Correio braziliense, n. 19878, 25/10/2017. Economia, p. 09.

 

Especialistas defendem novas regras

Simone Kafruni

25/10/2017

 

 

A despeito da polêmica, juristas e advogados consideram que a portaria do Ministério do Trabalho que estabelece normas para o enquadramento de trabalho escravo está em linha com a jurisprudência de cortes internacionais. Para empresários, a redefinição é necessária porque a amplitude do atual conceito deixa margem para interpretações subjetivas.

No entender de Juliano Barra, professor de direito na Universidade de Sorbonne, na França, a portaria não extrapola as normas mundialmente convencionadas. “Em nenhum momento, ela coloca o Brasil em situação de contrariedade aos instrumentos internacionais. Pelo contrário, tenta tirar a subjetividade do conceito e dar mais objetividade jurídica ao que é trabalho escravo”, disse.

Citando a Convenção de Genebra e a jurisprudência da Corte Europeia dos Direitos Humanos, Barra explicou que ambas destacam o cerceamento de ir e vir, o trabalho forçado sob ameaça e a servidão por dívida como características de escravidão. “São conceitos previstos na portaria. Portanto, ela está em linha com o que é aplicado nas cortes internacionais”, garantiu.

Para o professor de direito do trabalho da Fundação Getulio Vargas (FGV-SP) Bruno Freire, membro do Conselho de Relações do Trabalho da Federação das Indústrias de São Paulo (Fiesp), a portaria traz uma conceituação mais clara do que é trabalho escravo. “A norma é positiva, porque faz distinção entre escravidão e trabalho com jornada exaustiva ou degradante. Limita o conceito de trabalho escravo às situações nas quais há cerceamento de liberdade de ir e vir”, ressaltou.

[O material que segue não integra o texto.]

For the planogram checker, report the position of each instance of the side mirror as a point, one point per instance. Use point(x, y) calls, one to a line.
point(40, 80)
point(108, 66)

Freire destacou que as empresas que forem autuadas por todos os tipos de irregularidades devem ser punidas, porém, não podem ser incluídas numa lista suja, que acarreta restrições à atividade empresarial. “Até por que isso tudo ocorre em âmbito de processo administrativo, no qual o auditor é quem julga, e a empresa fica sem possibilidade de ampla defesa”, alertou.

O presidente do Insper, Marcos Lisboa, afirma que o conceito de trabalho escravo está muito amplo e que a proposta da portaria, de restringi-lo, é correta. Porém, avalia o governo agiu de forma atabalhoada. “Deveria ter sido aberta uma discussão com a sociedade para fazer uma classificação transparente”, criticou. Lisboa assinalou que, com o conceito atual, há casos de problemas verdadeiros, porém longe de configurarem trabalho escravo, que são penalizados como tal. “É preciso  tipificar cada irregularidade. Só assim será possível ter um mapeamento realista”, acrescentou.

Na opinião de Fernando Guedes, presidente da Comissão de Política de Relações Trabalhistas da Câmara Brasileira da Indústria da Construção Civil (CBIC), a portaria é “um avanço”. “Hoje, o conceito é tão amplo que deixa as empresas em dúvida. Não se sabe qual será a interpretação da fiscalização. Às vezes, o fiscal vai ao local de trabalho e o considera degradante. Taxa de escravo, mas não é”, ressaltou.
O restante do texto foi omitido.